The Crisis … During the present bloody Civil War in America

[MOORE, William]. The Crisis … During the present bloody Civil War in America.

Regular price
£1,698.00
Sale price
£1,698.00
Tax included. Shipping calculated at checkout.

[MOORE, William]. The Crisis … During the present bloody Civil War in America. [Printed and published for the authors, by T. W. Shaw, in Fleet-Street, opposite Anderton’s Coffee House, where letters to the publisher will be thankfully received], 1776.

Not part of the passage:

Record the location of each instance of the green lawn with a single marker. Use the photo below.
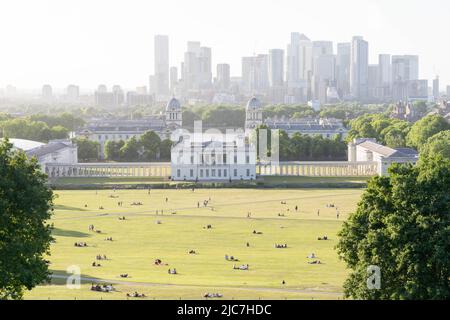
(139, 240)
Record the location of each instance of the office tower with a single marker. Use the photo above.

Small folio. Disbound, three leaves tipped together; pp. [425]-430; the text begins with an ornately printed 'T' encased within the Latin motto 'Auro Libertas Pretiosior' - freedom is more precious than gold; together with 1970s correspondence American Revolution Bicentennial Administration about the item; remnants of binding to spine; light even discolouration; small, unobtrusive marginal hole running through all leaves; a very scarce late 18th century political pamphlet.
First edition of number LXVII of The Crisis. The two letters alongside the pamplet are addressed to A. J. Major, and dated 1976. They are from the International Affairs department of the American Revolution Bicentennial Administration, and describe where other copies of this publication can be found in American libraries, and how much copies of the pamplet were worth at that time. The Crisis was a weekly pamphlet, published anonymously, between January 1775 and October 1776, 'to be continued weekly, during the present bloody civil war' (text). The authors published their political writings in an attempt to join Britain and the American colonies in a transatlantic community of protest against British colonial rule, condemning the British imperial policy as self-destructive and its treatment of the Americans as shortsighted. The authors never publicly delcared themselves, though the publications have been attributed to William Moore, as he was the author behind a similar weekly The Whisperer, started in 1770. The third issue was not well received by both the House of Commons and the House of Lords, and was consequently publicly burned in March by the hangman in 1775 at the Old Palace-yard and the Royal Exchange, which was met with public distaste. Throughout the series, the authors emphasised that the press had to be free and uncensored because only the press could be trusted to report on the truths of the British imperial activities (see York, George III, Tyrant: The Crisis as Critic of Empire, 1775–1776).
In this, the sixty-seventh issue, the authors write: it may therefore be of service to the world, to shew what measures have been taken by corrupt ministers, to ruin and enslave the people over whom they presided; and to shew by what steps and gradations of mischief nations have been undone, and consequently what methods may be hereafter taken to undo others.
ESTC P232 (91 issues; 'Reprinted in London and in the American colonies, with individual issues appearing as octavo pamphlets … Includes strident attacks on Lord North’s ministry for his North American policies; laments the political defeat of William Pitt'); Sabin 17514 ('of great rarity, contains a remarkable collection of papers attacking the ministry and the British government in terms of the greatest severity').